リュセルの街並み
リュセルの城門が見えたのは、日がちょうど西へ傾きかけた頃だった。
「……これが、リュセル……」
ユウトは目を細めながら呟いた。石造りの高い城壁、その上に無骨な鉄槍を掲げた兵士たちの姿。門の前には人々が列を作り、商人風の者、旅装の者、そして奴隷と思しき者までが混じっていた。
「見て……あの印……」
ミレリィが指差す先。城門の上部には、大きな紋章が彫り込まれている。
銀の狼と赤い盾、それを囲うように黒い蛇が巻きついていた。
「王家の遠縁……ラザール家の紋章よ」
「へえ。貴族って、みんなこういうの掲げてんの?」
「ううん。これは……警告。蛇が巻きつくのは“支配”の象徴。民が逆らえば噛み殺すという意味」
「物騒だな……」
列の進みは遅い。門兵がひとりずつに質問をし、荷物を調べ、さらに銅貨一枚の入城税を徴収していた。
ファレルがぼそっと漏らす。
「ここは……あまりに“規則”が多いんです。入るのも、商うのも……そして、生きるのも」
やがて彼らの番が来た。門兵は無愛想に顔をしかめ、鳥たちを見て言った。
「その猛禽、飼い鳥か? 逃げると責任取れねえぞ」
「ちゃんと指示が通じます」
「へえ……ま、逃げたら射殺されるからな。入れ」
冷たい視線と共に、鉄の門が軋む音と共に開かれる。
商業都市リュセル――。
その空気は、リスフェン村とはまるで違った。
雑踏、怒号、叫び、物売りの声。道には物乞いが座り、裸足の子どもが走り、騎士の馬が横を踏み鳴らして通り過ぎる。
「……ここ、なんか……息が苦しい」
ミレリィが不安そうに袖を握ってくる。
「わかる。空気が、ねっとりしてる」
「都市の空気、ってやつだよ」
ファレルが苦笑しながら二人を振り返る。
「この街じゃ、金の動きがすべて。食べるにも、寝るにも、働くにも金がいる。……金がなきゃ、人間ですらいられない。そんな街です」
「よくこんなとこで暮らせるな……」
「だから出張が好きなんですよ。田舎の風が恋しくなる」
彼らはまず、リュセル南部にある商人向けの宿へと落ち着く。そこはファレルがかつて利用していた馴染みの宿で、割安かつ盗難対策もしっかりしていた。
◆ ◆ ◆
翌日、出店が並ぶ商店街を歩いていると、ミレリィが一枚のビラに目を止める。
「……っ、これ……」
「どうした?」
「……この子……知ってる。リィナ。私の友達……隣村の、森で一緒に育った子。いつの間に……」
そこには、若いエルフの女性の似顔絵と、こう書かれていた。
『奴隷市場・グラードハウスにて展示中。生きた魔法使いのエルフ。高値即決あり』
ミレリィの表情がみるみる強張っていく。
「リィナが……こんな……!」
「……ミレリィ。助けに行こう」
「でも、どうやって……? 奴隷は……私たちじゃ、どうにもできない……」
ファレルがため息をつき、少し真剣な顔で言う。
「……奴隷商会“グラードハウス”は、この街の領主ラザール家の保護下にあります。王家の血を引く連中が“市場”を管理してるんです。正面から行けば確実に潰されますよ」
ユウトは少し考える。そして、ミレリィに向かって言った。
「方法は考える。でも……やれるだけ、やってみよう。あいつらみたいなやつが、支配していいわけがない」
その瞬間、ミレリィの瞳に再び光が宿る。
「ありがとう……ユウト」
そしてその夜。宿に戻ったユウトたちは、街の外れで開かれるという“奴隷の夜市”の情報をファレルから聞く。
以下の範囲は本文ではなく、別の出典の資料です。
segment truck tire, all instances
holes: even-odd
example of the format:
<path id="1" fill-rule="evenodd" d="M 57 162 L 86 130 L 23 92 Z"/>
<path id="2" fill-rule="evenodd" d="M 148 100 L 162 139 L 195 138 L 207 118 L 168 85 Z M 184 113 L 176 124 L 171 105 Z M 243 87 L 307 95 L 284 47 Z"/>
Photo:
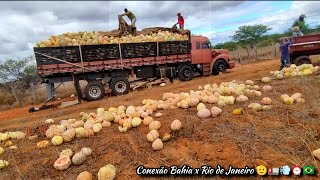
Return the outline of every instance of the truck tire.
<path id="1" fill-rule="evenodd" d="M 299 56 L 293 61 L 293 63 L 300 66 L 301 64 L 311 64 L 311 60 L 309 56 Z"/>
<path id="2" fill-rule="evenodd" d="M 115 77 L 111 79 L 110 88 L 113 95 L 128 94 L 130 89 L 130 83 L 128 79 L 124 77 Z"/>
<path id="3" fill-rule="evenodd" d="M 225 72 L 228 68 L 228 64 L 223 59 L 218 59 L 212 68 L 212 74 L 219 75 L 220 72 Z"/>
<path id="4" fill-rule="evenodd" d="M 84 91 L 88 101 L 101 99 L 105 95 L 104 86 L 100 81 L 89 81 Z"/>
<path id="5" fill-rule="evenodd" d="M 193 74 L 193 68 L 188 65 L 183 65 L 178 71 L 180 81 L 190 81 L 193 78 Z"/>

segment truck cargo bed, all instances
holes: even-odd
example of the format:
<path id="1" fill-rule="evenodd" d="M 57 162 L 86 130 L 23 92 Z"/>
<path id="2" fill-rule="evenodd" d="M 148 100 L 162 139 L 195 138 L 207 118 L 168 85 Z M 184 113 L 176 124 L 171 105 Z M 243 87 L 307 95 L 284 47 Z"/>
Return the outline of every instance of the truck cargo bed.
<path id="1" fill-rule="evenodd" d="M 169 41 L 35 47 L 34 52 L 38 73 L 41 77 L 45 77 L 55 73 L 103 71 L 190 61 L 191 43 L 190 41 Z"/>

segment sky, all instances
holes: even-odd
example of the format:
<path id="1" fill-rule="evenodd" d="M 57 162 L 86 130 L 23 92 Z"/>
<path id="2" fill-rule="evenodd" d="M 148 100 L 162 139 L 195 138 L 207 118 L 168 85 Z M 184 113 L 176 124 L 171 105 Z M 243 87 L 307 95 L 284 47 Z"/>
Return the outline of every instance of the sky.
<path id="1" fill-rule="evenodd" d="M 117 29 L 124 8 L 136 15 L 138 30 L 172 27 L 180 12 L 185 28 L 212 44 L 230 40 L 242 25 L 282 33 L 301 13 L 310 26 L 320 25 L 319 1 L 1 1 L 0 61 L 33 55 L 34 45 L 50 35 Z"/>

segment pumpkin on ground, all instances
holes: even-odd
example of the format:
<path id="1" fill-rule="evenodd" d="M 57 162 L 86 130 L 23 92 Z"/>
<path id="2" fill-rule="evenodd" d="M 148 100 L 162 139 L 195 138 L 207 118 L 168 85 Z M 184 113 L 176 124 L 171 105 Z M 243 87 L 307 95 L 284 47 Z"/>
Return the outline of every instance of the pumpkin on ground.
<path id="1" fill-rule="evenodd" d="M 151 130 L 148 134 L 147 134 L 147 139 L 149 142 L 153 142 L 156 139 L 159 138 L 159 132 L 157 130 Z"/>
<path id="2" fill-rule="evenodd" d="M 93 180 L 93 177 L 88 171 L 83 171 L 78 175 L 77 180 Z"/>
<path id="3" fill-rule="evenodd" d="M 48 147 L 48 144 L 49 144 L 49 141 L 47 141 L 47 140 L 40 141 L 40 142 L 37 143 L 37 147 L 39 149 L 43 149 L 43 148 Z"/>
<path id="4" fill-rule="evenodd" d="M 113 180 L 116 177 L 116 167 L 112 164 L 105 165 L 99 169 L 98 180 Z"/>
<path id="5" fill-rule="evenodd" d="M 68 169 L 69 166 L 71 165 L 71 160 L 70 157 L 68 156 L 62 156 L 59 157 L 55 162 L 54 162 L 54 168 L 58 170 L 65 170 Z"/>
<path id="6" fill-rule="evenodd" d="M 161 150 L 163 148 L 163 143 L 161 139 L 158 138 L 155 141 L 153 141 L 152 148 L 156 151 Z"/>
<path id="7" fill-rule="evenodd" d="M 172 131 L 177 131 L 177 130 L 180 130 L 181 129 L 181 121 L 180 120 L 178 120 L 178 119 L 176 119 L 176 120 L 174 120 L 174 121 L 172 121 L 172 123 L 171 123 L 171 130 Z"/>
<path id="8" fill-rule="evenodd" d="M 150 124 L 149 124 L 149 130 L 158 130 L 160 129 L 161 127 L 161 123 L 159 121 L 152 121 Z"/>

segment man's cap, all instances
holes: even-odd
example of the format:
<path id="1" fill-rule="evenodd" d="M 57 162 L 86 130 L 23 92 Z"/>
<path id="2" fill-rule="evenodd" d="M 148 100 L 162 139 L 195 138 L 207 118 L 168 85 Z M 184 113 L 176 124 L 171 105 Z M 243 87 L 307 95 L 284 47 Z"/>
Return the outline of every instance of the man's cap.
<path id="1" fill-rule="evenodd" d="M 301 14 L 301 15 L 300 15 L 300 17 L 306 18 L 306 15 L 304 15 L 304 14 Z"/>

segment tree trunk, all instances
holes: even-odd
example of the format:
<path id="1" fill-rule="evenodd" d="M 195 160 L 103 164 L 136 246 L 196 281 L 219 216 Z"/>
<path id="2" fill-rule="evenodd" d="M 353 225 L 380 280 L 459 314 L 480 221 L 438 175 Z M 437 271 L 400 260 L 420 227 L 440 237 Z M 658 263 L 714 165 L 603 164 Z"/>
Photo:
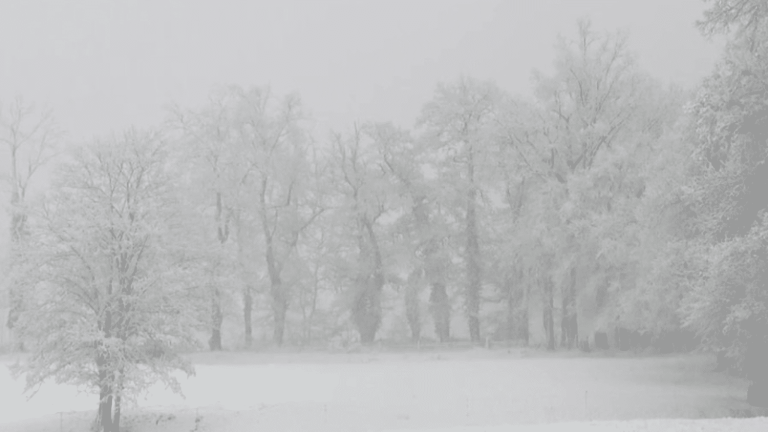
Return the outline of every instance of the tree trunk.
<path id="1" fill-rule="evenodd" d="M 523 342 L 528 345 L 530 339 L 530 330 L 528 328 L 528 308 L 523 309 L 522 316 L 520 317 L 520 337 Z"/>
<path id="2" fill-rule="evenodd" d="M 519 334 L 519 325 L 517 314 L 515 313 L 515 300 L 511 293 L 507 294 L 507 322 L 506 331 L 504 332 L 504 339 L 507 342 L 515 340 Z"/>
<path id="3" fill-rule="evenodd" d="M 112 296 L 112 281 L 107 283 L 106 289 L 107 298 Z M 107 304 L 104 310 L 104 321 L 100 323 L 100 329 L 104 340 L 108 340 L 112 337 L 113 331 L 113 316 L 112 310 Z M 119 318 L 118 318 L 119 320 Z M 99 377 L 99 411 L 96 416 L 96 424 L 94 428 L 102 430 L 104 432 L 114 431 L 112 425 L 112 395 L 113 387 L 112 383 L 114 378 L 114 372 L 110 371 L 111 364 L 110 359 L 105 348 L 102 346 L 103 341 L 96 342 L 96 371 Z"/>
<path id="4" fill-rule="evenodd" d="M 277 231 L 277 220 L 275 226 L 270 226 L 267 216 L 267 185 L 268 179 L 261 179 L 261 191 L 259 193 L 259 202 L 261 204 L 261 230 L 264 234 L 265 250 L 264 260 L 267 264 L 267 273 L 269 274 L 270 294 L 272 296 L 272 318 L 274 327 L 272 329 L 272 342 L 277 346 L 283 345 L 285 337 L 285 316 L 288 310 L 288 293 L 286 293 L 281 278 L 282 264 L 278 261 L 275 252 L 274 235 Z"/>
<path id="5" fill-rule="evenodd" d="M 411 341 L 416 343 L 421 339 L 421 314 L 419 310 L 418 281 L 409 281 L 405 291 L 405 315 L 411 329 Z"/>
<path id="6" fill-rule="evenodd" d="M 99 392 L 101 399 L 99 401 L 99 413 L 96 417 L 96 423 L 94 424 L 93 429 L 96 431 L 103 431 L 103 432 L 113 432 L 115 431 L 114 425 L 112 424 L 112 395 L 109 394 L 109 389 L 105 389 L 104 386 L 102 386 L 101 391 Z M 102 396 L 106 393 L 105 396 Z"/>
<path id="7" fill-rule="evenodd" d="M 521 316 L 518 313 L 521 296 L 519 291 L 515 291 L 514 282 L 511 275 L 507 275 L 504 278 L 504 294 L 507 296 L 507 322 L 504 338 L 511 342 L 523 337 L 523 323 Z"/>
<path id="8" fill-rule="evenodd" d="M 376 332 L 381 325 L 381 292 L 384 289 L 384 264 L 373 225 L 364 218 L 360 222 L 368 236 L 368 242 L 371 247 L 370 251 L 373 253 L 373 268 L 370 274 L 362 274 L 358 278 L 356 285 L 359 291 L 352 314 L 360 333 L 360 342 L 371 344 L 376 339 Z M 364 244 L 364 241 L 361 239 L 360 263 L 363 269 L 366 268 L 366 262 L 370 258 L 366 253 Z"/>
<path id="9" fill-rule="evenodd" d="M 571 267 L 570 280 L 563 290 L 562 310 L 560 320 L 560 345 L 572 349 L 578 346 L 578 315 L 576 311 L 576 267 Z"/>
<path id="10" fill-rule="evenodd" d="M 96 356 L 96 369 L 99 374 L 99 410 L 93 424 L 95 431 L 112 432 L 112 387 L 109 385 L 107 358 L 99 353 Z"/>
<path id="11" fill-rule="evenodd" d="M 272 314 L 274 317 L 274 329 L 272 333 L 272 341 L 277 346 L 283 346 L 285 339 L 285 317 L 288 312 L 288 301 L 285 299 L 282 292 L 282 284 L 278 285 L 277 289 L 272 292 Z"/>
<path id="12" fill-rule="evenodd" d="M 563 290 L 562 298 L 560 299 L 560 310 L 562 311 L 560 315 L 560 346 L 564 347 L 567 344 L 567 334 L 568 334 L 568 298 L 567 294 L 565 292 L 566 290 Z"/>
<path id="13" fill-rule="evenodd" d="M 248 277 L 248 263 L 246 262 L 245 255 L 245 242 L 246 237 L 243 232 L 243 222 L 240 217 L 240 212 L 234 213 L 234 223 L 237 234 L 237 262 L 240 267 L 240 278 L 243 284 L 243 329 L 244 329 L 244 343 L 245 348 L 250 348 L 253 345 L 253 287 L 250 284 Z"/>
<path id="14" fill-rule="evenodd" d="M 375 300 L 370 298 L 373 297 L 372 293 L 369 293 L 366 295 L 368 299 L 364 300 L 368 303 L 374 303 Z M 376 331 L 379 327 L 379 321 L 381 320 L 381 317 L 376 314 L 373 310 L 373 306 L 368 306 L 367 313 L 363 314 L 358 319 L 358 333 L 360 334 L 360 343 L 363 345 L 371 345 L 376 340 Z"/>
<path id="15" fill-rule="evenodd" d="M 221 351 L 221 324 L 224 314 L 221 311 L 221 294 L 218 288 L 213 289 L 211 296 L 211 338 L 208 347 L 211 351 Z"/>
<path id="16" fill-rule="evenodd" d="M 466 307 L 469 323 L 469 337 L 473 343 L 480 343 L 480 244 L 477 233 L 474 188 L 467 199 L 467 292 Z"/>
<path id="17" fill-rule="evenodd" d="M 352 306 L 352 318 L 364 345 L 374 342 L 381 324 L 381 291 L 372 279 L 370 276 L 358 278 L 358 291 Z"/>
<path id="18" fill-rule="evenodd" d="M 544 329 L 547 333 L 547 350 L 555 350 L 555 296 L 551 276 L 544 277 Z"/>
<path id="19" fill-rule="evenodd" d="M 221 351 L 221 328 L 214 327 L 211 329 L 211 338 L 208 339 L 208 348 L 211 351 Z"/>
<path id="20" fill-rule="evenodd" d="M 315 320 L 315 311 L 317 310 L 317 293 L 320 288 L 320 284 L 318 282 L 318 272 L 319 272 L 320 266 L 315 265 L 315 273 L 314 273 L 314 279 L 313 279 L 313 285 L 312 285 L 312 301 L 309 305 L 309 316 L 307 317 L 306 327 L 305 327 L 305 333 L 304 333 L 304 341 L 306 344 L 312 343 L 312 324 Z"/>
<path id="21" fill-rule="evenodd" d="M 115 392 L 115 415 L 112 418 L 112 429 L 120 432 L 120 414 L 122 413 L 123 401 L 123 369 L 120 369 L 117 377 L 117 391 Z"/>
<path id="22" fill-rule="evenodd" d="M 229 239 L 229 218 L 225 217 L 225 208 L 221 192 L 216 192 L 216 233 L 219 245 L 223 248 Z M 215 282 L 214 282 L 215 283 Z M 208 347 L 211 351 L 221 351 L 221 323 L 224 322 L 224 313 L 221 310 L 221 292 L 219 287 L 212 287 L 211 295 L 211 338 L 208 339 Z"/>
<path id="23" fill-rule="evenodd" d="M 432 292 L 429 295 L 432 309 L 432 319 L 435 322 L 435 333 L 440 342 L 448 342 L 451 336 L 451 303 L 445 284 L 432 283 Z"/>
<path id="24" fill-rule="evenodd" d="M 266 216 L 263 216 L 266 218 Z M 275 259 L 275 250 L 272 244 L 271 232 L 266 219 L 262 222 L 264 235 L 267 236 L 267 248 L 264 258 L 267 261 L 267 272 L 269 273 L 270 294 L 272 295 L 272 315 L 274 319 L 274 328 L 272 332 L 272 341 L 277 346 L 283 345 L 285 336 L 285 317 L 288 311 L 288 293 L 285 292 L 283 280 L 280 275 L 282 268 Z"/>
<path id="25" fill-rule="evenodd" d="M 245 286 L 243 291 L 243 321 L 245 324 L 245 347 L 250 348 L 253 344 L 253 294 L 250 285 Z"/>
<path id="26" fill-rule="evenodd" d="M 523 340 L 527 346 L 531 342 L 531 324 L 530 324 L 530 310 L 531 310 L 531 284 L 526 283 L 525 289 L 523 289 L 523 326 L 525 331 L 523 333 Z"/>

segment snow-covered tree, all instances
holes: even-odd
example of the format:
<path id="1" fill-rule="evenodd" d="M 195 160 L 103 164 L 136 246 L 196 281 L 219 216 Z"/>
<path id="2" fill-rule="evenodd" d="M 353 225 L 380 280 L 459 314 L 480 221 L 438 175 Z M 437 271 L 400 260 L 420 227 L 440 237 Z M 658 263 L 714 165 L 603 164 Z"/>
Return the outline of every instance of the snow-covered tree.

「そこに出入りしてる奴らの中に、反対派……つまり“奴隷制度に反発してる商人”もいるって話です」
「そういう人が……この街にも?」
「ほとんどが黙ってますけどね。でも、その中に騎士階級で反体制の奴がひとり、いるという噂を聞いたことがあります」
「名前は?」
「わかりません。ですが、“王家の末裔でありながら、正義を語る異端者”――そう呼ばれてます」
「その人に、会ってみたい……」
ミレリィが言った。ユウトも頷いた。
エルフはよく攫われたり殺されたりするので、居なくなっても捜索なんてしません。